The constraint was non-negotiable: the electronic medical records system was not to be modified, reconfigured, or replaced. The dental group's two-year contract with their EMR vendor included a clause that voided their support agreement if any third-party modifications were made to the system. This is a common situation in healthcare, legacy systems with contractual moats, surrounded by operational processes that have accumulated years of manual workarounds.
The solution was a surrounding automation layer: workflows that interact with the EMR only through its supported export and import mechanisms, CSV exports for scheduled appointment data, a patient portal web interface for intake form collection, while handling everything else through purpose-built integrations with adjacent systems. The EMR was treated as a data source and a record system, not as an integration point.
The first workflow used the EMR's existing automated appointment export (a CSV file deposited in a shared folder every four hours) as a trigger. An n8n workflow monitors the folder, detects new exports, parses the appointment data, and triggers the appropriate outreach sequence for each appointment: a booking confirmation SMS immediately, a 48-hour reminder with a one-tap rescheduling link, and a 2-hour day-of confirmation. The rescheduling link connects to a custom scheduling widget that shows real-time availability, sourced, again, from the EMR's CSV export, and posts reschedules back to the front desk via a Slack notification with all required information to make the change in the EMR. The EMR is never touched by the automation; the front desk makes a single manual update from a complete Slack notification.

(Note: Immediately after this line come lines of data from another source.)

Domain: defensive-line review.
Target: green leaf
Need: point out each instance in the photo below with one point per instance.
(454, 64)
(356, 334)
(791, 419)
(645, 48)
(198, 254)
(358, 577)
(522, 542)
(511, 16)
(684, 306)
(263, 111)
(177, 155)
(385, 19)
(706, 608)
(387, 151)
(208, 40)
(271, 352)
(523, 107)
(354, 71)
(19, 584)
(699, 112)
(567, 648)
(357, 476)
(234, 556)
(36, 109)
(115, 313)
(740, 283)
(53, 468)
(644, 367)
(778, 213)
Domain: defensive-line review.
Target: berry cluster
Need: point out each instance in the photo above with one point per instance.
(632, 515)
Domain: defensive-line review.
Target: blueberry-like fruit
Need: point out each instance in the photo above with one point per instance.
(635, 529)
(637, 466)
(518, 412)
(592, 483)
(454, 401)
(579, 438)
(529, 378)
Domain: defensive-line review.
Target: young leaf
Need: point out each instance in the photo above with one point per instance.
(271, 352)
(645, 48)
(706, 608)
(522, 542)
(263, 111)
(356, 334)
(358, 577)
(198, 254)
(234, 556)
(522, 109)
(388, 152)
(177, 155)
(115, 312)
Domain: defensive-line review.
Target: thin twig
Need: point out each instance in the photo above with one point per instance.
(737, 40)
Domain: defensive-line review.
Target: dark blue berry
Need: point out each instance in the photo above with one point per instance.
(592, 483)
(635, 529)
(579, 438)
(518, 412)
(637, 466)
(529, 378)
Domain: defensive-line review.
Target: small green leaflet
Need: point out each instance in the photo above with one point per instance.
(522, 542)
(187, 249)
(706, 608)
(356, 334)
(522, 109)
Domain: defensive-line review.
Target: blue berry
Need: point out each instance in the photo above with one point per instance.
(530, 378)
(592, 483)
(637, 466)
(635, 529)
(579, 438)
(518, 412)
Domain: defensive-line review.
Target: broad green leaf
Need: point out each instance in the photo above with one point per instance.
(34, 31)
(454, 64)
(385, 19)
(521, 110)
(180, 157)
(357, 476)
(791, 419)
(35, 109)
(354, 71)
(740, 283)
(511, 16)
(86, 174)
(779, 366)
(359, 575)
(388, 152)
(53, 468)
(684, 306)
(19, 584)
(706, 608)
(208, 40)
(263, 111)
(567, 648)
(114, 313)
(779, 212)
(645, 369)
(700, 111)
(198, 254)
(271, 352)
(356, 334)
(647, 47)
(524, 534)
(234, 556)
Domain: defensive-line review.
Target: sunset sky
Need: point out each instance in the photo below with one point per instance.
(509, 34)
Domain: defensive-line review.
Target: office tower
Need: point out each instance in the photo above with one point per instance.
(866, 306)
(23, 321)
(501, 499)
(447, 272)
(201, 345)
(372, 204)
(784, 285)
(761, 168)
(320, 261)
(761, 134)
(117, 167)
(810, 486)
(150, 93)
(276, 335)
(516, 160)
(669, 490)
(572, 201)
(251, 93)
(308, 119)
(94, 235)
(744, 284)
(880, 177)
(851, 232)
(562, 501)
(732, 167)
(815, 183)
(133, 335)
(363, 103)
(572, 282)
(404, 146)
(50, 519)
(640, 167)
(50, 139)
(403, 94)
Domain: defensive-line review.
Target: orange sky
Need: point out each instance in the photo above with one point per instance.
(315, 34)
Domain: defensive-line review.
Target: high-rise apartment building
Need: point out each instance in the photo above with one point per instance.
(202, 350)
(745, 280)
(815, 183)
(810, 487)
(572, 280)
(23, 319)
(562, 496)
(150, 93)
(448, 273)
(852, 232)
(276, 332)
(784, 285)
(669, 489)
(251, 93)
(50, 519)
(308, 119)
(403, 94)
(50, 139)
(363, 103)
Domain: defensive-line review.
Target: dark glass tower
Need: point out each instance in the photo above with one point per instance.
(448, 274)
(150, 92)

The second workflow automated new patient intake. When a new patient appointment is detected in the CSV export, the workflow generates a unique intake form link (built on Tally.so) and sends it via SMS. Completed forms are parsed by the workflow, formatted to match the EMR's patient intake template exactly, and delivered to the front desk as a pre-formatted data sheet ready for copy-paste entry, reducing the EMR data entry task from 12 minutes of manual transcription to 90 seconds of paste-and-verify. A Claude AI agent reviews the freeform medical history text section and flags any mentions of conditions or medications that require specific preparation notes, highlighting them in the delivered sheet.
The results across six months: patient admin time per appointment reduced by 61%. Front-desk inbound call volume down 44%. No-show rate reduced from 11% to 6% due to the reminder sequence. Intake data entry errors, measured by the frequency of front-desk correction requests on submitted records, fell by 73%. The entire system was built in 19 days of engineering time, required no changes to the EMR, and operated entirely within the bounds of the vendor's support agreement.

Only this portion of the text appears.